The director of the Texas Department of Public Safety (DPS) said that there is evidence suggesting the police response to the mass shooting at a Uvalde school was an “abject failure.”
“The only thing stopping a hallway of dedicated officers from entering room 111 and 112 was the on-scene commander, who decided to place the lives of officers before the lives of children,” he claimed.
Eight minutes after Ramos entered, police reported that they had a crowbar that could be used to break open the classroom door, he said. Nineteen minutes after Ramos entered, officials brought their first ballistic shield into the building, he remarked.
During his testimony, McCraw again noted that Ramos entered Robb Elementary through an unlocked door.
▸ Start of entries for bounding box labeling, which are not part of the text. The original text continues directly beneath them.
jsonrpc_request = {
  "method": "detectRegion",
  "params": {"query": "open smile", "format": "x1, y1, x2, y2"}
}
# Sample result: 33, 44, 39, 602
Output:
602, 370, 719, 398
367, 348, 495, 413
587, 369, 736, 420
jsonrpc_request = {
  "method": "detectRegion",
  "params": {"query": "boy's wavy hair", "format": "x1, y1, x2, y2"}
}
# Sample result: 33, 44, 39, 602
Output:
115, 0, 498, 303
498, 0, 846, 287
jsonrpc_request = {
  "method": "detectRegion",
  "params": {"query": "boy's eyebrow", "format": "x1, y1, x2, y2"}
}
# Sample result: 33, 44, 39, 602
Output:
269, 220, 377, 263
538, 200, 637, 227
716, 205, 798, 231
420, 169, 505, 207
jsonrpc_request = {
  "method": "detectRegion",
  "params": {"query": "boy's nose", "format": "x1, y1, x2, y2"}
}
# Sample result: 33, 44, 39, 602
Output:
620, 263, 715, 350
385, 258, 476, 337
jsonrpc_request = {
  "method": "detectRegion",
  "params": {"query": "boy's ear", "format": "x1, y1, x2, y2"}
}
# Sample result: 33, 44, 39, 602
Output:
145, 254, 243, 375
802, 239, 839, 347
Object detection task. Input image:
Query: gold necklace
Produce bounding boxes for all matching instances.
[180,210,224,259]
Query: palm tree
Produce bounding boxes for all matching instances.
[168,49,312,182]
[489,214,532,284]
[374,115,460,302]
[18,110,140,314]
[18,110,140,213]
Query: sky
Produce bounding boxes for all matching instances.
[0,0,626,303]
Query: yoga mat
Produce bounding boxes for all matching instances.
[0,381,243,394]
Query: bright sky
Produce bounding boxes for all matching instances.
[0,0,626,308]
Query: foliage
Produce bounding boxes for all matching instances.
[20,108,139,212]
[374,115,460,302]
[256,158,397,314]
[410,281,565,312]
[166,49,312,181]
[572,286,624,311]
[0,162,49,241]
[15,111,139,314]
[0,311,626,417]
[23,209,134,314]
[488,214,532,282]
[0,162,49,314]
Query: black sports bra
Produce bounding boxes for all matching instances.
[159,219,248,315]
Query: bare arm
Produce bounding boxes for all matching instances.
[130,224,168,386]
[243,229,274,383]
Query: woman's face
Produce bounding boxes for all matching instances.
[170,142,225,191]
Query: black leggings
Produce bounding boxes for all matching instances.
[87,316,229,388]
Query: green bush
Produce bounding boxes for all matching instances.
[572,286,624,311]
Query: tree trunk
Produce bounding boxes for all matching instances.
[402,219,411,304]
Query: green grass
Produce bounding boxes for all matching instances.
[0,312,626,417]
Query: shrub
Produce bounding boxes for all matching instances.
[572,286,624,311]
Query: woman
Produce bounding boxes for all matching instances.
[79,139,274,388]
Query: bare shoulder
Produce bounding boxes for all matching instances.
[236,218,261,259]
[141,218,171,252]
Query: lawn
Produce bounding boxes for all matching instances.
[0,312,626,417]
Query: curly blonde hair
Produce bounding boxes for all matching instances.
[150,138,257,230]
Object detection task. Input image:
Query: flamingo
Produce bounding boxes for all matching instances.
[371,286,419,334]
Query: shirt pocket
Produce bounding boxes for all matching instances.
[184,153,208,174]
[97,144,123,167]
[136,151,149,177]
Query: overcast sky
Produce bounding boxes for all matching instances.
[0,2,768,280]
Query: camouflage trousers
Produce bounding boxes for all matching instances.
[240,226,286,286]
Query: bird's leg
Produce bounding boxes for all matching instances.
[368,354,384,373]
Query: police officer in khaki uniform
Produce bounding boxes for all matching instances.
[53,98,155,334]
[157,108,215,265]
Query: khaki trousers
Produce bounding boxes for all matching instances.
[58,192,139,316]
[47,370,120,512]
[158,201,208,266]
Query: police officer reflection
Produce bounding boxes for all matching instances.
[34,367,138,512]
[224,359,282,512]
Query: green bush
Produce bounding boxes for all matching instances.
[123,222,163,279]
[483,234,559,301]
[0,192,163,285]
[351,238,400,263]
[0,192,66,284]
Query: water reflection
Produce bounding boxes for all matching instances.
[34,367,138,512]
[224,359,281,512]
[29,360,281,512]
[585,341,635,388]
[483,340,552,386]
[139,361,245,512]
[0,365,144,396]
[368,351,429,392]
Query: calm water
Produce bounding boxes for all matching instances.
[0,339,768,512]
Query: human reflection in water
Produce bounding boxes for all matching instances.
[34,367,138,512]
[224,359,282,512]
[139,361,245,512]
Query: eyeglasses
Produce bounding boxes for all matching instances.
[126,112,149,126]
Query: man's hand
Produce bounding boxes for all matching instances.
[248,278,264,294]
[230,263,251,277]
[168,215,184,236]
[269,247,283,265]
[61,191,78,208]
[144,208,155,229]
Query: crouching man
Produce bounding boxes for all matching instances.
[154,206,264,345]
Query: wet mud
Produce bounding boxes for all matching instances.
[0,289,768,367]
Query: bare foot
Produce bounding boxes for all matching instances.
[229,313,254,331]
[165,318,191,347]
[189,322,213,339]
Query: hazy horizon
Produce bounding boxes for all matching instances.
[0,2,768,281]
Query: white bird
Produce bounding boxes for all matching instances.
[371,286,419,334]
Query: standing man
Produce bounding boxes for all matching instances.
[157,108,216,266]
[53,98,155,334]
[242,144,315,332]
A teacher previously told news outlets via her attorney as she went inside the building to report a car crash involving Ramos, and when she saw Ramos approaching, she kicked the door shut after propping it open with a rock.
“It was closed, but unlocked,” McCraw said, saying it allowed the gunman to “walk straight through it.”
McCraw added that regardless of whether the door was locked, the windows to the side could have been shot, which could have allowed Ramos to enter the school. But the classroom that Ramos went to could not have been locked from the inside, McCraw said, further impugning previous accounts that he was barricaded inside the room.
Since the May 24 shooting, which left 19 students and two teachers dead, there have been questions about the role the school police chief, Pete Arredondo, played in the response.
“It has been reported that he didn’t have a radio with him. That’s true. He did not,” McCraw said of Arredondo on Tuesday.
Arredondo later told news outlets that he didn’t consider himself the individual in charge and assumed someone else had taken control of the response.